In een zoektocht naar creativiteit, humanisme en vooruitgang loopt filosoof Ralf Bodelier dit jaar een omgekeerde kruistocht van Jeruzalem in Israël naar Bouillon in de Belgische Ardennen. In deel twee: hoe religieuze wreedheid haar vanzelfsprekendheid verloor.
Groene Amsterdammer 6 maart 2020
Wanneer ik de oude stad van Jeruzalem via de Davidstraat en de Jaffapoort verlaat, kan ik het niet nalaten nog één keer om te kijken. Via deze poort trokken juli 1099 de kruisvaarders Jeruzalem binnen. Vervolgens richtten ze onder de joodse en islamitische bevolking een bloedbad aan dat zelfs voor de Middeleeuwen buitensporig was. Nog steeds is niet helder hoeveel doden er vielen. Moderne historici houden het op tienduizend slachtoffers. Arabische bronnen menen dat het aantal tegen de zeventigduizend liep. Feit is dat vrijwel niemand de slachting van Jeruzalem overleefde.

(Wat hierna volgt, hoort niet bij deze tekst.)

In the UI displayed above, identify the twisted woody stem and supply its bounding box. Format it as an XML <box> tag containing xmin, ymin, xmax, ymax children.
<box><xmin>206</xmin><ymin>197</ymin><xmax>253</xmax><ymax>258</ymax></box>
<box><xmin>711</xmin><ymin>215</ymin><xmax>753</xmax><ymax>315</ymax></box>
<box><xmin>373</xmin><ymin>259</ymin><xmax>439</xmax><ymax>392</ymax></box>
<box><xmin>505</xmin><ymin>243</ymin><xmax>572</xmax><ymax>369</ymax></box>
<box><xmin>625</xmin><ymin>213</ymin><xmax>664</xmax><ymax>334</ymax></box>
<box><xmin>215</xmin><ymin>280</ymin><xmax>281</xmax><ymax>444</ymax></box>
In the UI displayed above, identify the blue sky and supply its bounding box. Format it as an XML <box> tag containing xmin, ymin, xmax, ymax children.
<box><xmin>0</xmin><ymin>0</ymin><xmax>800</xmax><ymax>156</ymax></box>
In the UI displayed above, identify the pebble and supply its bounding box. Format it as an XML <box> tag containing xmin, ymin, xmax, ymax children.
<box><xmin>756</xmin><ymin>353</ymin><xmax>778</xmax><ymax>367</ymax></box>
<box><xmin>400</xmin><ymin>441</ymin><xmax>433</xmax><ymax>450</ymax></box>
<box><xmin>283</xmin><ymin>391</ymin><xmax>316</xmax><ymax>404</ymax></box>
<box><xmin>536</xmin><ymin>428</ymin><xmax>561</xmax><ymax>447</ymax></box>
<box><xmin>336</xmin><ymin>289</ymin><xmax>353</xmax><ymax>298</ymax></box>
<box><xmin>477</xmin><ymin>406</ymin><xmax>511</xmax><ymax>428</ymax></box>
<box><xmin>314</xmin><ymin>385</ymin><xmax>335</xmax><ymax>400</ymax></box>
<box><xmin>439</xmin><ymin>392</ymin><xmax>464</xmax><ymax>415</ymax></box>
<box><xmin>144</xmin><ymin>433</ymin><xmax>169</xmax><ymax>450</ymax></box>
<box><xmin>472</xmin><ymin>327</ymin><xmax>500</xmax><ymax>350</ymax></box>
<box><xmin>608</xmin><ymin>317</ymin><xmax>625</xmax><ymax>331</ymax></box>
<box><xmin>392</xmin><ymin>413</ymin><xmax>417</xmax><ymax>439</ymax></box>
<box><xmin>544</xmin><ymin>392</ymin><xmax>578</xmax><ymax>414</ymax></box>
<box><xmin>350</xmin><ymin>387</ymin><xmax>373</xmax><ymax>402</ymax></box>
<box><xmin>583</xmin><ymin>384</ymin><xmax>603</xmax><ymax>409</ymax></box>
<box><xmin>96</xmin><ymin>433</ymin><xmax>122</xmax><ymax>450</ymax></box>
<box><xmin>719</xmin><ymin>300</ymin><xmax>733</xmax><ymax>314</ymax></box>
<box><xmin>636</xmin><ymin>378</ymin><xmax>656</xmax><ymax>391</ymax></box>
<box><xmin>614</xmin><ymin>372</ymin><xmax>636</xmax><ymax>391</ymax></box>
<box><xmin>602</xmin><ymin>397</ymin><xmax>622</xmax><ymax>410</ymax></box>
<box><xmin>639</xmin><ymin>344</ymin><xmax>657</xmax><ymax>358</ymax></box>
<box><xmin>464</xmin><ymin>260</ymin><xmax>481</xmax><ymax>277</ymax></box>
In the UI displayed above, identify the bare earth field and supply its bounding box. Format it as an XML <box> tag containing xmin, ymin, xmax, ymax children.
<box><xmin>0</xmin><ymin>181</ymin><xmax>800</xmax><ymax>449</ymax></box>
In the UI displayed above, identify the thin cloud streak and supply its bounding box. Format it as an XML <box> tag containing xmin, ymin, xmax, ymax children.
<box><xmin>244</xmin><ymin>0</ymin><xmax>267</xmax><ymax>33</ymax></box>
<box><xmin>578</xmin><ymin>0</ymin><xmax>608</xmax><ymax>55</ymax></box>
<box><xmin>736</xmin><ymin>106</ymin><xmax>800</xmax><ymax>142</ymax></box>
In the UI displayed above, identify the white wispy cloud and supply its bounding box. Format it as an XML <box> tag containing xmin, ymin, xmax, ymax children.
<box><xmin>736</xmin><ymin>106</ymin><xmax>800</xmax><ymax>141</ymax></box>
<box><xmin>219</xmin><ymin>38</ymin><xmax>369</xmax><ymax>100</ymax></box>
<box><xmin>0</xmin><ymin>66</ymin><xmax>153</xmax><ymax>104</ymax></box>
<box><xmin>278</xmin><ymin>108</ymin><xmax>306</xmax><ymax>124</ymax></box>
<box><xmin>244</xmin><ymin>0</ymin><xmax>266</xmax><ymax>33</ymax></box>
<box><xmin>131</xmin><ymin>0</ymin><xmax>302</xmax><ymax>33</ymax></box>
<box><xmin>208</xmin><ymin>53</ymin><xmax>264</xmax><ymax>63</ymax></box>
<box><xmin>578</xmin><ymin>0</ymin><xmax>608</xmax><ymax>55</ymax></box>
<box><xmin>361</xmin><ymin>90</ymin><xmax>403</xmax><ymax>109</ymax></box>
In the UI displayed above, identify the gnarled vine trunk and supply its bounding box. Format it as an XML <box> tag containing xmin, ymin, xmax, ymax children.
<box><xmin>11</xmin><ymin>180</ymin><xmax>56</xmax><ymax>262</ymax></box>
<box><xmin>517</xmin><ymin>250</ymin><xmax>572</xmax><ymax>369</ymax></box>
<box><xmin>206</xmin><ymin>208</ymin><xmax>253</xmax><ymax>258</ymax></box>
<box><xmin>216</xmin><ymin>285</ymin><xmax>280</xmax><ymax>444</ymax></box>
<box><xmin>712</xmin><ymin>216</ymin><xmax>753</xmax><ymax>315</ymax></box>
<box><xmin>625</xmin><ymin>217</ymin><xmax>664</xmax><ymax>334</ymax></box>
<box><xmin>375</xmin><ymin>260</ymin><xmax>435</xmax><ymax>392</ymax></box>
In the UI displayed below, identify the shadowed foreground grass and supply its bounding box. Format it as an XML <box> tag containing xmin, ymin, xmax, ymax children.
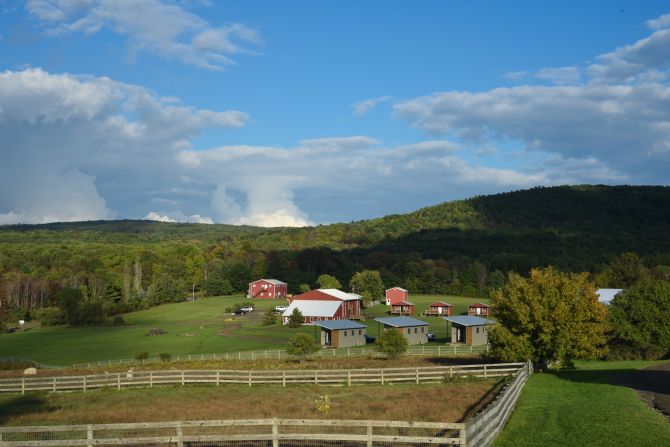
<box><xmin>0</xmin><ymin>379</ymin><xmax>500</xmax><ymax>425</ymax></box>
<box><xmin>494</xmin><ymin>361</ymin><xmax>670</xmax><ymax>447</ymax></box>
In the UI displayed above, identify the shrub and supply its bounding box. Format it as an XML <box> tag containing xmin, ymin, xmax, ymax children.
<box><xmin>375</xmin><ymin>329</ymin><xmax>409</xmax><ymax>358</ymax></box>
<box><xmin>37</xmin><ymin>307</ymin><xmax>65</xmax><ymax>326</ymax></box>
<box><xmin>288</xmin><ymin>308</ymin><xmax>305</xmax><ymax>328</ymax></box>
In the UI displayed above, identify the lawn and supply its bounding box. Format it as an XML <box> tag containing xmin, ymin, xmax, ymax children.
<box><xmin>0</xmin><ymin>295</ymin><xmax>494</xmax><ymax>366</ymax></box>
<box><xmin>0</xmin><ymin>379</ymin><xmax>499</xmax><ymax>425</ymax></box>
<box><xmin>495</xmin><ymin>361</ymin><xmax>670</xmax><ymax>447</ymax></box>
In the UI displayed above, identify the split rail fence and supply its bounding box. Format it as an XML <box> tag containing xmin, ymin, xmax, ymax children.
<box><xmin>72</xmin><ymin>345</ymin><xmax>489</xmax><ymax>368</ymax></box>
<box><xmin>0</xmin><ymin>364</ymin><xmax>532</xmax><ymax>447</ymax></box>
<box><xmin>0</xmin><ymin>363</ymin><xmax>525</xmax><ymax>394</ymax></box>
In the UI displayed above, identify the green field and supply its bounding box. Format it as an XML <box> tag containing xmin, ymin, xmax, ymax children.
<box><xmin>0</xmin><ymin>295</ymin><xmax>490</xmax><ymax>366</ymax></box>
<box><xmin>495</xmin><ymin>361</ymin><xmax>670</xmax><ymax>447</ymax></box>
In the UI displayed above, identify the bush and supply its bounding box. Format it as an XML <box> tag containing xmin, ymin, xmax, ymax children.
<box><xmin>375</xmin><ymin>329</ymin><xmax>409</xmax><ymax>358</ymax></box>
<box><xmin>288</xmin><ymin>309</ymin><xmax>305</xmax><ymax>328</ymax></box>
<box><xmin>112</xmin><ymin>315</ymin><xmax>126</xmax><ymax>326</ymax></box>
<box><xmin>36</xmin><ymin>307</ymin><xmax>65</xmax><ymax>326</ymax></box>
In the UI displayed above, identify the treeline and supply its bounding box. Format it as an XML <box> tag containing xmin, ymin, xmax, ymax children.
<box><xmin>0</xmin><ymin>186</ymin><xmax>670</xmax><ymax>328</ymax></box>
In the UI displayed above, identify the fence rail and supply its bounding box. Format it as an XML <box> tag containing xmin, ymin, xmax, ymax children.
<box><xmin>0</xmin><ymin>418</ymin><xmax>466</xmax><ymax>447</ymax></box>
<box><xmin>0</xmin><ymin>363</ymin><xmax>525</xmax><ymax>394</ymax></box>
<box><xmin>67</xmin><ymin>345</ymin><xmax>489</xmax><ymax>368</ymax></box>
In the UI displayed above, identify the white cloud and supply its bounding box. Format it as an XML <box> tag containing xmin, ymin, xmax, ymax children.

Nu drommen toeristen door de Jaffapoort en vind je er geldwisselkantoortjes, cafés, musea en hostels voor backpackers. Op 15 juli 1099 begonnen de kruisvaarders hier met slachten. Drie jaar hadden ze over hun kruistocht gedaan. Drie jaar lang was er afgezien en worstelden ze met ziekte, droogte en honger. In voorspoedige tijden waren hun gelederen gegroeid en in slechte tijden weer gekrompen. Maar nu was het doel binnen handbereik: het uitroeien van de bezetters van de Heilige Stad met daarin de kerk van het Heilig Graf van Jezus. Die massamoord was dan ook meer dan simpele bloeddorst. Het doel was de ‘besmetting van heidens bijgeloof’ uit te wissen en van Jeruzalem weer een strikt christelijke stad te maken.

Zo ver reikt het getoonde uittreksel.